Racial and Ethnic Variation in Survival in Early-Onset Colorectal Cancer.

IMPORTANCE

Rates of early-onset (before 50 years of age) colorectal cancer (EOCRC) are increasing, with notable differences across racial and ethnic groups. Limited data are available on EOCRC-related mortality differences when disaggregating racial and ethnic groups.

OBJECTIVE

To investigate racial and ethnic differences in EOCRC mortality, including disaggregation of Asian American populations separately, including Native Hawaiian or Other Pacific Islander populations and specific Asian American groups, and to quantify the contribution of clinical and sociodemographic factors accounting for these differences.

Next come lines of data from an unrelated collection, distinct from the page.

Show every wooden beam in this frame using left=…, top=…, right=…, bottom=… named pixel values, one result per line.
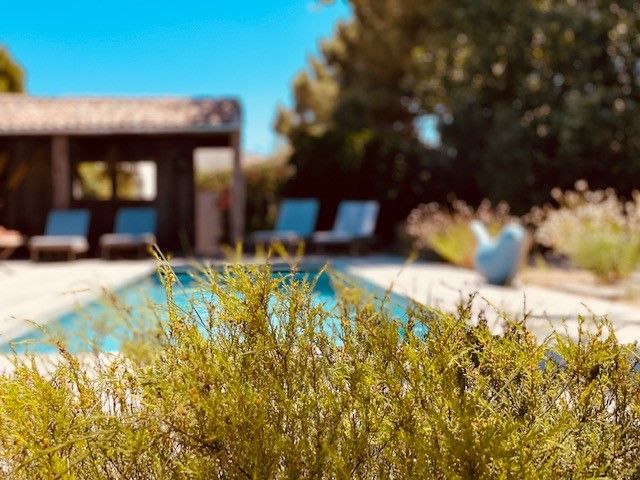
left=229, top=130, right=246, bottom=243
left=51, top=135, right=71, bottom=208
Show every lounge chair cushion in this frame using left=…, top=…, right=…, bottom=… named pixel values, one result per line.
left=313, top=230, right=368, bottom=244
left=275, top=198, right=320, bottom=237
left=250, top=230, right=303, bottom=243
left=100, top=233, right=156, bottom=247
left=29, top=235, right=89, bottom=253
left=313, top=200, right=380, bottom=244
left=0, top=233, right=24, bottom=248
left=471, top=220, right=527, bottom=285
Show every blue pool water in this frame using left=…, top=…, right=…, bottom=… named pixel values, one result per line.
left=0, top=271, right=409, bottom=353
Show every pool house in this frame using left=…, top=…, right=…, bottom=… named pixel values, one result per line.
left=0, top=94, right=245, bottom=253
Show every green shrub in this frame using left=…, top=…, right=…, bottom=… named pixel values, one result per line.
left=0, top=266, right=640, bottom=479
left=532, top=181, right=640, bottom=282
left=196, top=157, right=293, bottom=235
left=407, top=200, right=513, bottom=268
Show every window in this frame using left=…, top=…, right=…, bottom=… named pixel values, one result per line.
left=72, top=160, right=158, bottom=201
left=72, top=162, right=113, bottom=200
left=115, top=160, right=157, bottom=201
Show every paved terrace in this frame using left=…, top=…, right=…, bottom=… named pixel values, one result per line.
left=0, top=259, right=155, bottom=343
left=0, top=256, right=640, bottom=352
left=336, top=257, right=640, bottom=342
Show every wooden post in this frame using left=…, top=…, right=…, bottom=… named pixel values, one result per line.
left=51, top=136, right=71, bottom=208
left=230, top=130, right=246, bottom=243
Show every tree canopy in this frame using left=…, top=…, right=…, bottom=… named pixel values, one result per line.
left=276, top=0, right=640, bottom=232
left=0, top=46, right=24, bottom=93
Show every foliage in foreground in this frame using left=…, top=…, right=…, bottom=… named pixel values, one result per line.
left=407, top=200, right=512, bottom=268
left=532, top=180, right=640, bottom=281
left=0, top=266, right=640, bottom=479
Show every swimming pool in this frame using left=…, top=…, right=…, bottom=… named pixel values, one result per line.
left=0, top=269, right=410, bottom=354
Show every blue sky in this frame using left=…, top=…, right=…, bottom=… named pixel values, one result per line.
left=0, top=0, right=349, bottom=153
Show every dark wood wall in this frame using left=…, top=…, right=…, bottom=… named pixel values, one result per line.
left=0, top=137, right=52, bottom=235
left=0, top=134, right=230, bottom=253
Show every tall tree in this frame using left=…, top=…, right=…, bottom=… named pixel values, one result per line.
left=276, top=0, right=640, bottom=229
left=276, top=2, right=442, bottom=238
left=0, top=47, right=24, bottom=93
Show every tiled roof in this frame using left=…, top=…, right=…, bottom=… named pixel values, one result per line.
left=0, top=93, right=240, bottom=136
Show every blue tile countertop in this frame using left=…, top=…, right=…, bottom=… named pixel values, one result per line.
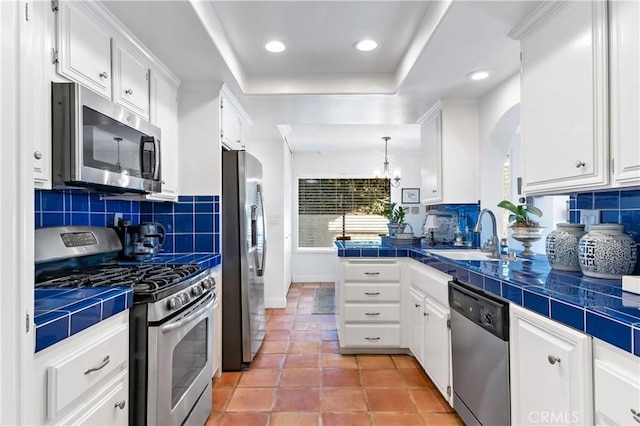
left=34, top=253, right=222, bottom=352
left=336, top=241, right=640, bottom=356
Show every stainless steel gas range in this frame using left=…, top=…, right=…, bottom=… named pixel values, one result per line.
left=35, top=226, right=216, bottom=425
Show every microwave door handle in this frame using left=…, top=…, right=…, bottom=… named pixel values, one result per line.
left=151, top=138, right=160, bottom=180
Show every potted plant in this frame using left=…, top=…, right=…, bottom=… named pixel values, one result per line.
left=383, top=203, right=407, bottom=237
left=498, top=200, right=544, bottom=257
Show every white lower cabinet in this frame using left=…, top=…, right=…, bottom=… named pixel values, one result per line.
left=593, top=339, right=640, bottom=425
left=336, top=258, right=401, bottom=352
left=509, top=304, right=593, bottom=425
left=31, top=311, right=129, bottom=425
left=407, top=264, right=453, bottom=403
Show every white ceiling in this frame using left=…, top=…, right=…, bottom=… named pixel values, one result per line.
left=104, top=0, right=540, bottom=151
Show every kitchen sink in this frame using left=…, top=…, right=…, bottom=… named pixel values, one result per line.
left=425, top=249, right=524, bottom=262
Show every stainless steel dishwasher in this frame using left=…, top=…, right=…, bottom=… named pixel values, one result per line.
left=449, top=280, right=511, bottom=426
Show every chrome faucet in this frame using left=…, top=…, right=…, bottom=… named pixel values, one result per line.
left=473, top=209, right=500, bottom=258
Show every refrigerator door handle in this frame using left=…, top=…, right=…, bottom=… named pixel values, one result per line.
left=257, top=185, right=267, bottom=277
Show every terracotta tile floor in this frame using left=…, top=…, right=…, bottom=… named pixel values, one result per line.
left=206, top=283, right=463, bottom=426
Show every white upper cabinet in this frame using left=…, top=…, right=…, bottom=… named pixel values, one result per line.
left=509, top=304, right=593, bottom=425
left=147, top=73, right=179, bottom=201
left=58, top=1, right=111, bottom=99
left=220, top=85, right=252, bottom=151
left=510, top=0, right=608, bottom=194
left=113, top=40, right=149, bottom=120
left=418, top=100, right=480, bottom=204
left=609, top=0, right=640, bottom=186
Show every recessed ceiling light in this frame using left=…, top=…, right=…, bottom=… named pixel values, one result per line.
left=264, top=40, right=287, bottom=53
left=467, top=71, right=489, bottom=80
left=354, top=39, right=378, bottom=52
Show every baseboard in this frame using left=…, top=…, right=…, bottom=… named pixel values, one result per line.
left=291, top=274, right=336, bottom=283
left=264, top=297, right=287, bottom=309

DESIGN, SETTING, AND PARTICIPANTS: This population-based cohort study included California Cancer Registry data for individuals aged 18 to 49 years with EOCRC between January 1, 2000, to December 31, 2019. Median follow-up was 4.2 (IQR, 1.6-10.0) years. The data analysis was conducted between July 1, 2021, and September 30, 2024.

EXPOSURE

Race and ethnicity defined as Asian American (and 7 disaggregated subgroups), Hispanic, Native Hawaiian or Other Pacific Islander, non-Hispanic American Indian or Alaska Native, non-Hispanic Black, and non-Hispanic White.

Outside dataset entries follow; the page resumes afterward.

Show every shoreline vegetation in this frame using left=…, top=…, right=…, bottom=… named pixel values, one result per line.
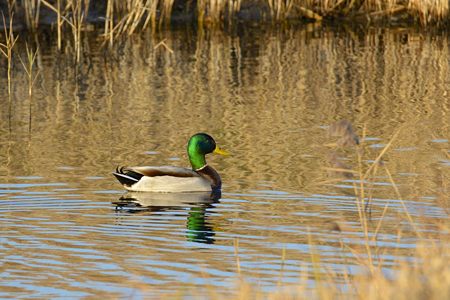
left=0, top=0, right=450, bottom=63
left=0, top=0, right=449, bottom=34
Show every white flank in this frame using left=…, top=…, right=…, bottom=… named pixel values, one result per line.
left=125, top=176, right=211, bottom=193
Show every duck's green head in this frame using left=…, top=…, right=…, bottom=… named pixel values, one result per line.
left=187, top=133, right=228, bottom=170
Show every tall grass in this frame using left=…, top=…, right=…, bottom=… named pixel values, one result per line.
left=225, top=123, right=450, bottom=300
left=3, top=0, right=449, bottom=62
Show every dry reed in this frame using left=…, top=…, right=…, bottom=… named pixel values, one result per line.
left=0, top=15, right=19, bottom=95
left=229, top=123, right=450, bottom=300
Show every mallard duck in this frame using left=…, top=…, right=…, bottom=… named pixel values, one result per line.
left=113, top=133, right=228, bottom=193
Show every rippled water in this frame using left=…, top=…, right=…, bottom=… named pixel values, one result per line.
left=0, top=27, right=450, bottom=298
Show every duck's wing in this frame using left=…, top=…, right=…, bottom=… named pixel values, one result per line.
left=113, top=166, right=200, bottom=186
left=130, top=166, right=200, bottom=177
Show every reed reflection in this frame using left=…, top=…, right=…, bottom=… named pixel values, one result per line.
left=112, top=191, right=221, bottom=244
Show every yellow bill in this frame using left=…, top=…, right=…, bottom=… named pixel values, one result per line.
left=213, top=145, right=230, bottom=156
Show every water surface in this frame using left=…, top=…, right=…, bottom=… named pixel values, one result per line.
left=0, top=27, right=450, bottom=298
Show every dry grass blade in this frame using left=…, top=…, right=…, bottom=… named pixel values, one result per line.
left=362, top=128, right=402, bottom=180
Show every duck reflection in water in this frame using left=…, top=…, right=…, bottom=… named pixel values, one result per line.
left=112, top=191, right=221, bottom=244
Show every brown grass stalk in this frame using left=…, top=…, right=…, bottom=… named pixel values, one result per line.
left=0, top=15, right=19, bottom=95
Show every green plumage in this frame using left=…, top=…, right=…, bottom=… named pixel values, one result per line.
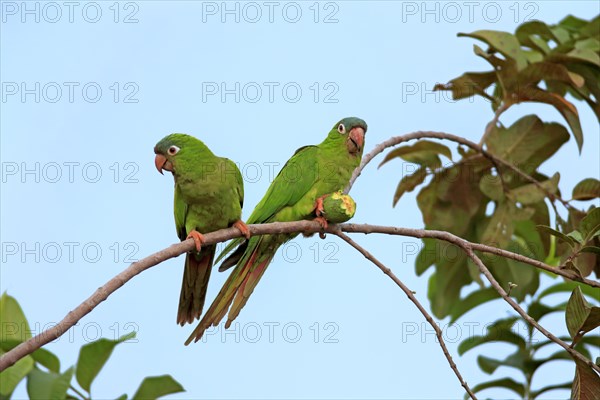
left=186, top=118, right=367, bottom=344
left=154, top=133, right=244, bottom=325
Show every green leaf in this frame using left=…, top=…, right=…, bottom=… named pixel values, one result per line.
left=458, top=30, right=527, bottom=71
left=565, top=287, right=600, bottom=342
left=537, top=281, right=600, bottom=302
left=527, top=299, right=565, bottom=321
left=536, top=225, right=575, bottom=248
left=531, top=382, right=573, bottom=399
left=0, top=292, right=31, bottom=342
left=579, top=207, right=600, bottom=240
left=427, top=250, right=470, bottom=318
left=75, top=332, right=135, bottom=393
left=517, top=61, right=585, bottom=87
left=567, top=231, right=583, bottom=243
left=571, top=360, right=600, bottom=400
left=480, top=202, right=533, bottom=248
left=31, top=347, right=60, bottom=373
left=477, top=349, right=530, bottom=374
left=581, top=246, right=600, bottom=254
left=508, top=172, right=560, bottom=205
left=515, top=21, right=556, bottom=54
left=27, top=367, right=73, bottom=400
left=0, top=350, right=34, bottom=396
left=486, top=115, right=569, bottom=173
left=393, top=167, right=427, bottom=207
left=415, top=238, right=438, bottom=276
left=379, top=140, right=452, bottom=169
left=567, top=48, right=600, bottom=67
left=133, top=375, right=185, bottom=400
left=433, top=71, right=498, bottom=100
left=458, top=328, right=527, bottom=356
left=465, top=378, right=525, bottom=399
left=479, top=174, right=504, bottom=201
left=450, top=287, right=499, bottom=324
left=572, top=178, right=600, bottom=201
left=519, top=86, right=583, bottom=152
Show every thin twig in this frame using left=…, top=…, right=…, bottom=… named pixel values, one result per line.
left=335, top=230, right=477, bottom=400
left=479, top=102, right=511, bottom=147
left=344, top=131, right=572, bottom=208
left=463, top=246, right=600, bottom=372
left=0, top=221, right=600, bottom=372
left=339, top=224, right=600, bottom=288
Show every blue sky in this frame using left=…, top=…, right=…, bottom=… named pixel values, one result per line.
left=0, top=1, right=600, bottom=399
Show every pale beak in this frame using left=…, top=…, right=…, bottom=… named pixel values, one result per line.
left=346, top=126, right=365, bottom=154
left=154, top=154, right=172, bottom=174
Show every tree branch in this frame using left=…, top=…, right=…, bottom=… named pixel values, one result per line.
left=344, top=131, right=572, bottom=208
left=463, top=246, right=600, bottom=372
left=0, top=221, right=600, bottom=372
left=479, top=102, right=512, bottom=147
left=335, top=230, right=477, bottom=400
left=339, top=224, right=600, bottom=288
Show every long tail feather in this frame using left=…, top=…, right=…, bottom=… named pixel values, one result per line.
left=219, top=241, right=248, bottom=272
left=185, top=236, right=277, bottom=345
left=177, top=246, right=216, bottom=326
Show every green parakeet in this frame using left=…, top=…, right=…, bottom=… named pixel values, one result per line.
left=186, top=118, right=367, bottom=345
left=154, top=133, right=250, bottom=326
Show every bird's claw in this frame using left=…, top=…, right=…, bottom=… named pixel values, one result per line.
left=315, top=194, right=329, bottom=217
left=233, top=219, right=250, bottom=239
left=313, top=217, right=329, bottom=239
left=186, top=230, right=206, bottom=253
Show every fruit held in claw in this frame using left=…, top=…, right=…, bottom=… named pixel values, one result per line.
left=323, top=191, right=356, bottom=224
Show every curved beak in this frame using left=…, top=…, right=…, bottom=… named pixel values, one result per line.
left=154, top=154, right=171, bottom=174
left=346, top=126, right=365, bottom=154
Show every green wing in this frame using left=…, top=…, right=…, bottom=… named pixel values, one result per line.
left=173, top=185, right=188, bottom=240
left=215, top=146, right=319, bottom=264
left=225, top=158, right=244, bottom=209
left=247, top=146, right=319, bottom=224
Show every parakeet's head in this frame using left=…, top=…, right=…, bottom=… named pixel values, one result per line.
left=326, top=117, right=367, bottom=157
left=154, top=133, right=212, bottom=174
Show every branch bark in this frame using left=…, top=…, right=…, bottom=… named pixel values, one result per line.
left=0, top=221, right=600, bottom=372
left=344, top=131, right=572, bottom=209
left=335, top=230, right=477, bottom=400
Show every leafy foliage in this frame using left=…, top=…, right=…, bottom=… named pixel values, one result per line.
left=382, top=16, right=600, bottom=399
left=0, top=293, right=184, bottom=400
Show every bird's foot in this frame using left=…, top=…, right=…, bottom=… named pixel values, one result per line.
left=186, top=230, right=206, bottom=253
left=313, top=217, right=329, bottom=239
left=315, top=194, right=329, bottom=216
left=233, top=219, right=250, bottom=239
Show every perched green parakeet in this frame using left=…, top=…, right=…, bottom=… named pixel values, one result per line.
left=186, top=118, right=367, bottom=345
left=154, top=133, right=250, bottom=326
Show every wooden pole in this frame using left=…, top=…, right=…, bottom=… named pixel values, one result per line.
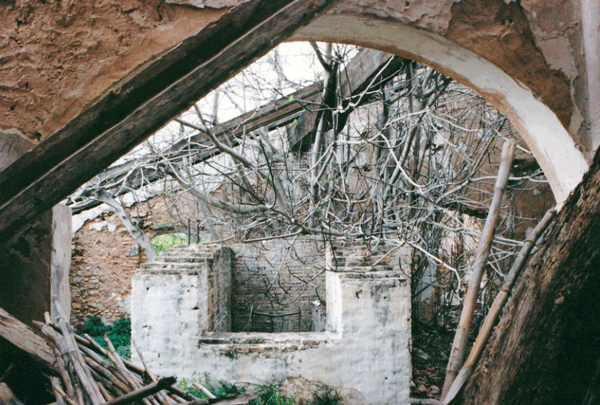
left=0, top=308, right=56, bottom=371
left=0, top=0, right=337, bottom=240
left=443, top=207, right=559, bottom=405
left=106, top=377, right=177, bottom=405
left=442, top=140, right=515, bottom=399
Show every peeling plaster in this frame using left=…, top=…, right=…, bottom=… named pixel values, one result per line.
left=328, top=0, right=456, bottom=34
left=166, top=0, right=247, bottom=9
left=521, top=1, right=578, bottom=80
left=294, top=15, right=588, bottom=203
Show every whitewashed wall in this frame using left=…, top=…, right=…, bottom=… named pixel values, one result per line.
left=132, top=245, right=411, bottom=405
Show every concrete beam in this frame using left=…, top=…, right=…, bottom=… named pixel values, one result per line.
left=0, top=0, right=335, bottom=240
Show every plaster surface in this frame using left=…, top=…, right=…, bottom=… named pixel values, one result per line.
left=132, top=245, right=411, bottom=405
left=0, top=0, right=600, bottom=202
left=294, top=14, right=588, bottom=202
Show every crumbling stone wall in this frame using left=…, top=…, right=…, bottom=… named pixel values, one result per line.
left=231, top=237, right=325, bottom=332
left=132, top=244, right=411, bottom=405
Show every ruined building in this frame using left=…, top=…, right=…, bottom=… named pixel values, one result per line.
left=0, top=0, right=600, bottom=403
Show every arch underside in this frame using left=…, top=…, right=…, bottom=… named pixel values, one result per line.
left=292, top=14, right=589, bottom=203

MAIN OUTCOMES AND MEASURES

Cox proportional hazards regression models were used to measure association between race and ethnicity and CRC mortality risk, yielding adjusted hazard ratios (AHRs) and 95% CIs. Associations of sociodemographic, health system, and clinical factors with differences in mortality by racial and ethnic minority group were assessed using sequential modeling.

RESULTS

There were 22 834 individuals diagnosed with EOCRC between 2000 and 2019 (12 215 [53.5%] male; median age, 44 [IQR, 39-47] years). Racial and ethnic identity included 3544 (15.5%) Asian American, 6889 (30.2%) Hispanic, 135 (0.6%) Native Hawaiian or Other Pacific Islander, 125 (0.5%) non-Hispanic American Indian or Alaska Native, 1668 (7.3%) non-Hispanic Black, and 10 473 (45.9%) non-Hispanic White individuals. Compared with non-Hispanic White individuals, higher EOCRC mortality was found for Native Hawaiian or Other Pacific Islander (AHR, 1.34; 95% CI, 1.01-1.76) and non-Hispanic Black (AHR, 1.18; 95% CI, 1.07-1.29) individuals. Disaggregation of Asian American ethnic groups revealed notable heterogeneity, but no single group had increased EOCRC mortality risk after full adjustment for covariates. For Hispanic individuals, there was higher EOCRC mortality (AHR, 1.15 [95% CI, 1.08-1.22]) with the base model (adjustment for age, sex, and tumor characteristics), but the association disappeared once neighborhood socioeconomic status was added to the base model (AHR, 1.00 [95% CI, 0.94-1.06]). Similarly, there was higher EOCRC mortality among Southeast Asian individuals with the base model (AHR, 1.17 [95% CI, 1.03-1.34], but that association disappeared with the addition of insurance status to the model (AHR, 1.10 [95% CI, 0.96-1.25]).

CONCLUSIONS AND RELEVANCE

In this cohort study, racial and ethnic disparities in EOCRC mortality were evident, with the highest burden among Native Hawaiian or Other Pacific Islander and non-Hispanic Black individuals. These results provide evidence of the role of social determinants of health in explaining these differences.